Sin embargo, algunos de los usuarios confiesan haber utilizado el servicio por razones de seguridad. Cecilia Conde es periodista y dirige el emprendimiento La Cápsula. Perdió el documento en la calle la semana pasada, y recibió un mensaje por Facebook de una persona que le decía haberlo encontrado, y que lo podía pasar a buscar por su casa. "Me daba cosa ir yo hasta la casa del pibe. Le agradecí que se haya tomado el trabajo de escribirme y mandé una moto de Glovo. Era cerca de mi casa, y por 40 pesos recuperé mi DNI y zafé de todos los trámites".

Rappi opera en Argentina desde marzo de este año, y entre sus verticales más importantes están los restaurantes y supermercados, que representan el 80% de las órdenes mensuales. Sin embargo, el rappifavor -asegura Russo- crece mes a mes desde su lanzamiento. Lo mismo sucedió en otras ciudades del mundo, donde las empresas de mensajería traspasaron las fronteras del delivery gastronómico para solucionar todo tipo de problemas cotidianos.

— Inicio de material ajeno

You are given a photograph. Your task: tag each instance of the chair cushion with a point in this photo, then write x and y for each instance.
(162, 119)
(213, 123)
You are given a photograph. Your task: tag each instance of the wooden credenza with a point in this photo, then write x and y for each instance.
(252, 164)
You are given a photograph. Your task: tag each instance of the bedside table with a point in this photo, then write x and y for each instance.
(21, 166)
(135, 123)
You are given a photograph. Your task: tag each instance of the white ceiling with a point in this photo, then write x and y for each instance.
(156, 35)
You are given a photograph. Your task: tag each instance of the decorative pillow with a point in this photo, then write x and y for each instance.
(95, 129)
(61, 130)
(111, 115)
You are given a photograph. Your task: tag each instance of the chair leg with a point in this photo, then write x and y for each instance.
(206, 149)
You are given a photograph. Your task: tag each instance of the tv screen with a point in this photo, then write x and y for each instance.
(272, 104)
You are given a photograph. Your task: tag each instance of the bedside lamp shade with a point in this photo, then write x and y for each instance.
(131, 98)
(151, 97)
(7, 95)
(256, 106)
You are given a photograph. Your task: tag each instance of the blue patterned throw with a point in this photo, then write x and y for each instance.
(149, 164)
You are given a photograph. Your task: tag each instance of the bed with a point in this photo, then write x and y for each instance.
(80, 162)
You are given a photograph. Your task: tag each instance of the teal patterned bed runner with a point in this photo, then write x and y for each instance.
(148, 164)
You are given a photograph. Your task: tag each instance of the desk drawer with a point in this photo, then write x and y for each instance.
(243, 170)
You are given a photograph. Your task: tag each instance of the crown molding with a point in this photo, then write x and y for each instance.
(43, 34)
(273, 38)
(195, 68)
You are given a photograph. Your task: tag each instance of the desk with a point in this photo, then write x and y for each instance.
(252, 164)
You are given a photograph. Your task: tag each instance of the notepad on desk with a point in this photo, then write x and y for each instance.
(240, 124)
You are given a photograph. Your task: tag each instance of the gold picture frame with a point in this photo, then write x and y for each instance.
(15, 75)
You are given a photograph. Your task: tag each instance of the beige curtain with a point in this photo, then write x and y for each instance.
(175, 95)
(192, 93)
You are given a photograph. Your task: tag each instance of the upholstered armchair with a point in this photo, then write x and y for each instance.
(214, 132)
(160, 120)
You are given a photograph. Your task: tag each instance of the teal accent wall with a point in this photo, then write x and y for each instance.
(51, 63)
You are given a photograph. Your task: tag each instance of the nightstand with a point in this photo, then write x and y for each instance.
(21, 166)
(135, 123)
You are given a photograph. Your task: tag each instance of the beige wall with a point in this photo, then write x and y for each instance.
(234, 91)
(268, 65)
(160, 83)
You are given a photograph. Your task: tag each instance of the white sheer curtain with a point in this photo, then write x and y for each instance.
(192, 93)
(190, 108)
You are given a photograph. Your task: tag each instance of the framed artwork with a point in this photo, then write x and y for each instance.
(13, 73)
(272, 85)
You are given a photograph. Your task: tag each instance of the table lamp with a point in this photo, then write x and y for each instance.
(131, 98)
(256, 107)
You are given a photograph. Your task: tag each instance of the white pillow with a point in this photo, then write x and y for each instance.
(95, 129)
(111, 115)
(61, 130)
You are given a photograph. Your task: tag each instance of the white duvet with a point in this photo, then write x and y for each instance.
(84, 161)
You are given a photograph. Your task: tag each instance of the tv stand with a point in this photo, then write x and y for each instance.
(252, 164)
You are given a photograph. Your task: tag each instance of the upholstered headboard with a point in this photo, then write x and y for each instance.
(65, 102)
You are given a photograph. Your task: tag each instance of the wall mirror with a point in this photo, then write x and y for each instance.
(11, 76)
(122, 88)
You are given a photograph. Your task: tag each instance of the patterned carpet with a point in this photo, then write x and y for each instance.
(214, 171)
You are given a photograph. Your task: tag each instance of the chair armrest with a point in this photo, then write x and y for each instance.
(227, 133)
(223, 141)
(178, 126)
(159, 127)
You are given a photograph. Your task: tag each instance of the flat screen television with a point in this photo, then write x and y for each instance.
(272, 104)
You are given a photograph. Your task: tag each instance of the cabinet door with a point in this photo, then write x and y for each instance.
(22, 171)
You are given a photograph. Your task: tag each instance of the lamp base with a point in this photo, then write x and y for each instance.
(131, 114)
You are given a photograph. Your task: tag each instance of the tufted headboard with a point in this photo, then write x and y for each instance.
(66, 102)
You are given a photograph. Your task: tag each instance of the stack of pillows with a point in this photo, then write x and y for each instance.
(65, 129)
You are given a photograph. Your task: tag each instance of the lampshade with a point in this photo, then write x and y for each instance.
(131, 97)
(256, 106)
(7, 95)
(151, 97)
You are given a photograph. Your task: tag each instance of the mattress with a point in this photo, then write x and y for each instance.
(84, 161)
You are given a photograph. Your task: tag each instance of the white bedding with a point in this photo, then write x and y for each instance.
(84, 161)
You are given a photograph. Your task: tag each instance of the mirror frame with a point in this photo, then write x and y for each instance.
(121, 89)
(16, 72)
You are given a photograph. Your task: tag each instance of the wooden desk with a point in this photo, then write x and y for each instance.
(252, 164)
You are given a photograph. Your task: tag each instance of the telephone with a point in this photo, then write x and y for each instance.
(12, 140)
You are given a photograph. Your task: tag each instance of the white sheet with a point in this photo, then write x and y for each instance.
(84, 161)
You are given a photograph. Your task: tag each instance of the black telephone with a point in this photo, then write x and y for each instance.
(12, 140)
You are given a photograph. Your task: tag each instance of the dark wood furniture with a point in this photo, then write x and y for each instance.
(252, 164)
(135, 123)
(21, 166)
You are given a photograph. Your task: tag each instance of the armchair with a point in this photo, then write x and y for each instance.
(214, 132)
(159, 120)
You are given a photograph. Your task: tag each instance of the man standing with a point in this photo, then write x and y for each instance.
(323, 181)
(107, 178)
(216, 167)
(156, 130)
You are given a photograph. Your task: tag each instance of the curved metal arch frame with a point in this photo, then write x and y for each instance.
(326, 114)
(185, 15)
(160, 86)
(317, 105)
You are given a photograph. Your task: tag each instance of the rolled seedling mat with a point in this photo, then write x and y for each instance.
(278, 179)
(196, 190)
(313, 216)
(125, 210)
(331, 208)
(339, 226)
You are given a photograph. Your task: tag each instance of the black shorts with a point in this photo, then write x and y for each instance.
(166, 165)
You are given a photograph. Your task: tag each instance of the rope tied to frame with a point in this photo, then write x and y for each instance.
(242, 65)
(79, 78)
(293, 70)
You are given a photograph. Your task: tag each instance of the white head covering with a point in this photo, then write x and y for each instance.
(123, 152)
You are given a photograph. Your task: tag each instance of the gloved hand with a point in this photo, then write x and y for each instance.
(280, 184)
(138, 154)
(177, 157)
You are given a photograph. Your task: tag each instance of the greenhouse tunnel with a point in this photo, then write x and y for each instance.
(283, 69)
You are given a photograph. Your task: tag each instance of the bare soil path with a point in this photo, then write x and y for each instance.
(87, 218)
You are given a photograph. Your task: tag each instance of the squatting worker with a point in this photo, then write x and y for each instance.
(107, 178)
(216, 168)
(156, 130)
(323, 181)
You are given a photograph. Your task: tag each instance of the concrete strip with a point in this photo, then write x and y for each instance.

Glovo fue creada hace tres años por un joven emprendedor, Oscar Pierre, de apenas 24 años, que confesó en una entrevista reciente al diario El País las demandas más curiosas que recibieron en los últimos meses: "llevar la plancha a reparar; algo que termine con la resaca; una prueba de embarazo; una muñeca inflable o que por favor toquen el timbre de la casa para despertar a un marido con sueño profundo".

Uno de los pedidos más delirantes lo aporta Russo, y sucedió en Colombia. "Nos pidieron un rappifavor para jugar a la Playstation en un partido de cuatro jugadores".